14. The ultimate aim of conducting an audit is to increase the level of tax compliance of registered person. Therefore, no audit can be considered to be complete unless the auditor has made all efforts to ensure maximum recovery of short levy before leaving the premises of the registered person. As the Audit system adopts a transparent methodology, it is necessary that all the audit objections noticed by the Audit Group are conveyed to the registered person with a view to ascertain his point of view before preparing the Draft Audit Report. Accordingly, the audit objections should be intimated in writing to the registered person, clearly stating that the same is not in the nature of any show cause notice and is only a part of participative and fact-finding audit scheme under which even the preliminary and tentative audit observations are being shared with the registered person for ascertaining his point of view.

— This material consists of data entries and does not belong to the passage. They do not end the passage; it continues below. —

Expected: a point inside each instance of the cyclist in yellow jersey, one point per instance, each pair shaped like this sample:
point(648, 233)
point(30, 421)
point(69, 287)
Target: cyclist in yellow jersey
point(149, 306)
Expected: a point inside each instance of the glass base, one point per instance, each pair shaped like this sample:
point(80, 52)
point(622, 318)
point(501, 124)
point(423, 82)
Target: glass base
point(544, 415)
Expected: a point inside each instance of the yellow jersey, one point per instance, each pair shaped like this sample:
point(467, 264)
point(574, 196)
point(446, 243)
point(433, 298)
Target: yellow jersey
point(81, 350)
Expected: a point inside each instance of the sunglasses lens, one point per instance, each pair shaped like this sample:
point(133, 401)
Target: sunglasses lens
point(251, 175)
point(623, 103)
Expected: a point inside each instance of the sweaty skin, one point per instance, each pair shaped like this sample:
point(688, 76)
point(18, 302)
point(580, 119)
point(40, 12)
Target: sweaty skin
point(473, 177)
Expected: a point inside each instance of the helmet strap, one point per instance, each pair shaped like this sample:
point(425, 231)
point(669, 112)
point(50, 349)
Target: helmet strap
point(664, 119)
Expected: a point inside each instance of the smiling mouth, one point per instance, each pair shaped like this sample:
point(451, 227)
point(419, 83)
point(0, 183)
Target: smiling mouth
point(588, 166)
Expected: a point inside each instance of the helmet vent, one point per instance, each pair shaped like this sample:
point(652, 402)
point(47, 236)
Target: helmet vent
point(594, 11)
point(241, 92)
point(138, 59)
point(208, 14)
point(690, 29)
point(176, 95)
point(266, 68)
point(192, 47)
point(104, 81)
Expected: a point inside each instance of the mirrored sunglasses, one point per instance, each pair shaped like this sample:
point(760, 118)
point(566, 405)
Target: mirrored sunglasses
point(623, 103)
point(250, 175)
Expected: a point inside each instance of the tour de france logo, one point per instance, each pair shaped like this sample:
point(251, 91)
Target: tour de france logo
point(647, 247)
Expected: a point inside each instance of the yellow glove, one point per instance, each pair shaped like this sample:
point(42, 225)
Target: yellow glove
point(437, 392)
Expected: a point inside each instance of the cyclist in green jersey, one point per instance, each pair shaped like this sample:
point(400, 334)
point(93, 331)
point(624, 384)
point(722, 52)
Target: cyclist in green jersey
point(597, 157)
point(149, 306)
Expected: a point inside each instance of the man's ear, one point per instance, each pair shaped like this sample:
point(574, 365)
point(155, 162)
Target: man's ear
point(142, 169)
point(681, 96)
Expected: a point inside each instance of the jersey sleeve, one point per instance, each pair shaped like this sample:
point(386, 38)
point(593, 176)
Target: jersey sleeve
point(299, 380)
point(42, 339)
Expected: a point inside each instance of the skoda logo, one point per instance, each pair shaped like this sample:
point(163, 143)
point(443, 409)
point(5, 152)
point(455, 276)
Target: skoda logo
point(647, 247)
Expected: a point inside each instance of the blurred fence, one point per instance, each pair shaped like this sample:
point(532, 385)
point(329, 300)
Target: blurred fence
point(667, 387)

Where satisfactory explanation or evidence is submitted to the auditor, the findings should be revised as necessary after placing the same before Circle DC/ AC and obtaining his approval. However, if a response from the registered person is not forthcoming, draft audit paras should be prepared on the basis of available records after citing the lack of cooperation on part of the registered person, in the Audit Report.
15. It is the auditor’s responsibility to explain all the objections to the registered person and to make all attempts to resolve any disagreements before those are finalised. It is also the auditor’s responsibility to make sure that the senior officers are aware of potential disagreement and the position taken by the registered person.
16. Suggestions to Registered person for future compliance
16.1 Before leaving the registered person’s premises, the auditor must discuss future compliance issues with the senior management of the registered person. The auditor should also discuss the steps that management can take to reduce specific errors detected during the audit and to improve compliance by suggesting improvements in the accounting systems etc. Written or verbal assurances as given by registered person should be recorded in the Audit Report.
17. If, in any way, the department can assist the registered person to reduce errors and improve compliance, such offer of assistance should be made.